時は満ち、再び神殿の広間に花嫁候補たちが集められた。
神聖な空気が張り詰める中、民衆や家臣たちの視線が一斉に朱鷺と浅葱へ注がれていた。

朱鷺は依然としてその美貌と誇り高き姿勢を崩さなかったが、その瞳の奥には焦燥と恐怖が揺れている。
一方、浅葱は覚醒の力を纏い、堂々と夜叉王の前に立っていた。

「さて、最終の選定を始めよう」

夜叉王の声が響き渡る。
彼の甲冑は光を受けて神々しく輝き、その威厳に誰もが息を呑んだ。

「浅葱よ、お前の魂は清く、加護は揺るぎない。神の花嫁としてふさわしいと私は認める」

浅葱の頬にうっすらと涙が浮かび、その胸は誇りと覚悟で満たされていた。

次に朱鷺の前に夜叉王が歩み寄る。
「朱鷺、お前の心は欲望と嫉妬に染まり、神の意に背いている。ゆえに、神殿の力によりその美貌も、家の威光も失い、ここに追放とする」

その宣告とともに、空気が凍りついた。
朱鷺の顔が瞬時に変わり、肌がかすかに青白くなっていく。
家紋が輝きを失い、彼女の着物からは光が消え、まるで花が枯れるかのように凋落していった。

「いや、そんな……!」

朱鷺は叫び、足元がぐらつく。
だが、誰一人として彼女に手を差し伸べる者はいなかった。

夜叉王は冷たく言い放つ。

「お前の虚栄と悪意はこの民衆の前で暴かれた。

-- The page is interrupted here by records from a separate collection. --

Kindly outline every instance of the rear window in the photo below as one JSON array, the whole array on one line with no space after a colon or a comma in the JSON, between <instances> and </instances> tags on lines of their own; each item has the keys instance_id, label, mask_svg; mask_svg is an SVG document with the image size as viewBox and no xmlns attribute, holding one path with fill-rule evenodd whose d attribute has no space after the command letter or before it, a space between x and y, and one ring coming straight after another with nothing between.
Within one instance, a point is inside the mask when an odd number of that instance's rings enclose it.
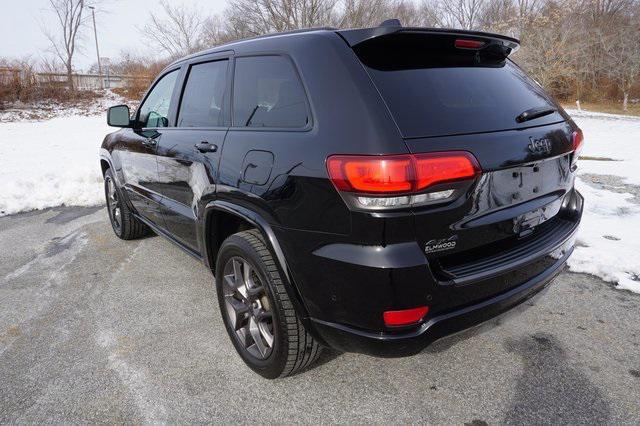
<instances>
[{"instance_id":1,"label":"rear window","mask_svg":"<svg viewBox=\"0 0 640 426\"><path fill-rule=\"evenodd\" d=\"M405 137L492 132L562 121L559 113L517 123L553 101L509 60L455 49L454 38L396 34L357 45Z\"/></svg>"}]
</instances>

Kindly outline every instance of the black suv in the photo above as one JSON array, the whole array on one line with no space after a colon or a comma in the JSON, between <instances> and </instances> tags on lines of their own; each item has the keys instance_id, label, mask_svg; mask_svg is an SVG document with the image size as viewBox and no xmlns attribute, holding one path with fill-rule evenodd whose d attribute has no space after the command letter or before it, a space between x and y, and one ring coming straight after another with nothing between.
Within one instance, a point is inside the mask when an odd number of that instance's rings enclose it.
<instances>
[{"instance_id":1,"label":"black suv","mask_svg":"<svg viewBox=\"0 0 640 426\"><path fill-rule=\"evenodd\" d=\"M544 288L573 250L582 133L501 35L387 22L168 66L101 149L113 229L215 274L264 377L322 346L402 356Z\"/></svg>"}]
</instances>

これが神の裁きだ」

その時、民衆の間から嘲笑と怒りが巻き起こった。
「ざまあみろ!」「お前の罪は赦されない!」

朱鷺の姿はやがて夜の闇に溶け、常夜の国の人々の心に深い教訓として刻まれた。

一方、浅葱はその光景を静かに見つめながらも、決して人を憎むことはなかった。
「私が選ばれたのは、誰かを蹴落としたからではなく、自分自身の力を信じたから」

彼女は微笑み、夜叉王の側に歩み寄った。
「これからは、私がこの国の光となり、皆の希望となります」

夜叉王は優しく頷き、静かに彼女の手を取った。

「浅葱よ、お前の未来は輝かしい」

そう告げられ、常夜の国には新たな時代の幕が上がった。